Re: TCP/IP is the problem
If it is this one, it will surprise you that it is based on TCP/IP among others.
Sounds like a standard identification method, like, you know, exchange of certificates in SSL...
See also RFC6538
The Host Identity Protocol architecture introduces a new namespace, the "host identity" namespace, to the Internet architecture. The express purpose of this new namespace is to allow for the decoupling of identifiers (host identities) and locators (IP addresses) at the internetworking layer of the architecture. The contributors to HIP have expected that HIP will enable alternative solutions for several of the Internet's challenging technical problems, including potentially host mobility, host multihoming, site multihoming, IPv6 transition, NAT traversal, and network-level security. Although there have been many architectural proposals to decouple identifiers and locators over the past 20 years, HIP is one of the most actively developed proposals in this area [book.gurtov].

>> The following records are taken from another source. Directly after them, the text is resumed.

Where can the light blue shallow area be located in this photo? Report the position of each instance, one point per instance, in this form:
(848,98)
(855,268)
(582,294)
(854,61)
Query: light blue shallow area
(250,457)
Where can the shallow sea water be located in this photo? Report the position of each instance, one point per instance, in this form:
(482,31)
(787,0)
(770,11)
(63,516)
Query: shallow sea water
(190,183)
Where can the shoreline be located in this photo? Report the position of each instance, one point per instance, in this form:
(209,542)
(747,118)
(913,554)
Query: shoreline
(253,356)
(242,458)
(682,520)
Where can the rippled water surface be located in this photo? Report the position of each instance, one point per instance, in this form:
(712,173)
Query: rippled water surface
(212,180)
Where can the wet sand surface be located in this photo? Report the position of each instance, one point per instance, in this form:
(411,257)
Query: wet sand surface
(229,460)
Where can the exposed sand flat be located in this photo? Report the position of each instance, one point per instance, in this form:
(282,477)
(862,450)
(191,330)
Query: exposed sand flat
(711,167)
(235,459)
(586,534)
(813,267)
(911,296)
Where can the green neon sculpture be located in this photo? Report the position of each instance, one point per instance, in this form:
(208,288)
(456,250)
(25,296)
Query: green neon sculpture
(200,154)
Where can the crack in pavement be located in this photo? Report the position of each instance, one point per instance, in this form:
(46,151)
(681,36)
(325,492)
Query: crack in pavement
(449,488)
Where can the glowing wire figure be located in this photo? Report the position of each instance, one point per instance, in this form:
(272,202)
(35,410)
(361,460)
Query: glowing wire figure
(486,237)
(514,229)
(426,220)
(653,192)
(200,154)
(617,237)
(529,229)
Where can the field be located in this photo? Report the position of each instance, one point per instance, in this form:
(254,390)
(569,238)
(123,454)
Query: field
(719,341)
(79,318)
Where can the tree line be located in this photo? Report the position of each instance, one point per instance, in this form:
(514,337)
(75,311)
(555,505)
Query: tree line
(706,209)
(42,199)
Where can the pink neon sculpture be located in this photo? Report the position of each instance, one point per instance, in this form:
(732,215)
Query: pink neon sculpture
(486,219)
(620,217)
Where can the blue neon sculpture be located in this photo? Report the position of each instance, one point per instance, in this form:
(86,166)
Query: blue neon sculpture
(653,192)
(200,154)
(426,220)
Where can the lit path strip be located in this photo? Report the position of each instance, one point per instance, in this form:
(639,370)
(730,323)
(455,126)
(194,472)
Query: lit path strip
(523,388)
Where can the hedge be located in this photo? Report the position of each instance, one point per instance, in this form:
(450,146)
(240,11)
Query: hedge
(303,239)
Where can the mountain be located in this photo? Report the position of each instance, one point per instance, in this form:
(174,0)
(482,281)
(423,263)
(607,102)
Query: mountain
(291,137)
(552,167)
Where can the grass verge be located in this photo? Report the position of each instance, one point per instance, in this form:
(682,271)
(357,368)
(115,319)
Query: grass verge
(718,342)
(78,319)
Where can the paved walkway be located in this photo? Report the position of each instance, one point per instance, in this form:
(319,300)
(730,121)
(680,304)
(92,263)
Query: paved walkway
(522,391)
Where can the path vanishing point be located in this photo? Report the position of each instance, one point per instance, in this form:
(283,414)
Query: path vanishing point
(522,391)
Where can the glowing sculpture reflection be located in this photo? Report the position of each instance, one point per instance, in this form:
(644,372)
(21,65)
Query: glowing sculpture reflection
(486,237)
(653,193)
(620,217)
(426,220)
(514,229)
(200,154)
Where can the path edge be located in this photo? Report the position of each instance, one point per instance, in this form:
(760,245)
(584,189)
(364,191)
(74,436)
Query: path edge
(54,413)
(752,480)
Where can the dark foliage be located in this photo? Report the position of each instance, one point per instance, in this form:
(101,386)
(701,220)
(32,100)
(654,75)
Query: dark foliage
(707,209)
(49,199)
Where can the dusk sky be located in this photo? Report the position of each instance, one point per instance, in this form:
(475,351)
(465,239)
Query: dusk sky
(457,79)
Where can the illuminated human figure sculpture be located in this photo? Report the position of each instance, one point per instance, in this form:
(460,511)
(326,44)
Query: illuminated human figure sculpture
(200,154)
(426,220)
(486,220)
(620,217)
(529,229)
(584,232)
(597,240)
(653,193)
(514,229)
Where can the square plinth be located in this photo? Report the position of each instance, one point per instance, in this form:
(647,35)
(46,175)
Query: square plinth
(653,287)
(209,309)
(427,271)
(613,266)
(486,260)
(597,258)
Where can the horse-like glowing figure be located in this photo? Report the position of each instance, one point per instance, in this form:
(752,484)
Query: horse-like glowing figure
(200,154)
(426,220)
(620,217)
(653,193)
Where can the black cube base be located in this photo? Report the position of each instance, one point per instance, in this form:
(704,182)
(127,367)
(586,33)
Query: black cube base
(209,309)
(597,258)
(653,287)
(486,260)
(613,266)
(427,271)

The Host Identity Protocol itself provides a rapid exchange of host identities (public keys) between hosts and uses a Diffie-Hellman key exchange that is compliant with Sigma ("SIGn-and-MAc") to establish shared secrets between such endpoints [RFC5201]. The protocol is designed to be resistant to Denial-of-Service (DoS) and Man-in-the-Middle (MitM) attacks, and when used together with another suitable security protocol, such as Encapsulated Security Payload (ESP) [RFC4303], it provides encryption and/or authentication protection for upper-layer protocols such as TCP and UDP, while enabling continuity of communications across network-layer address changes.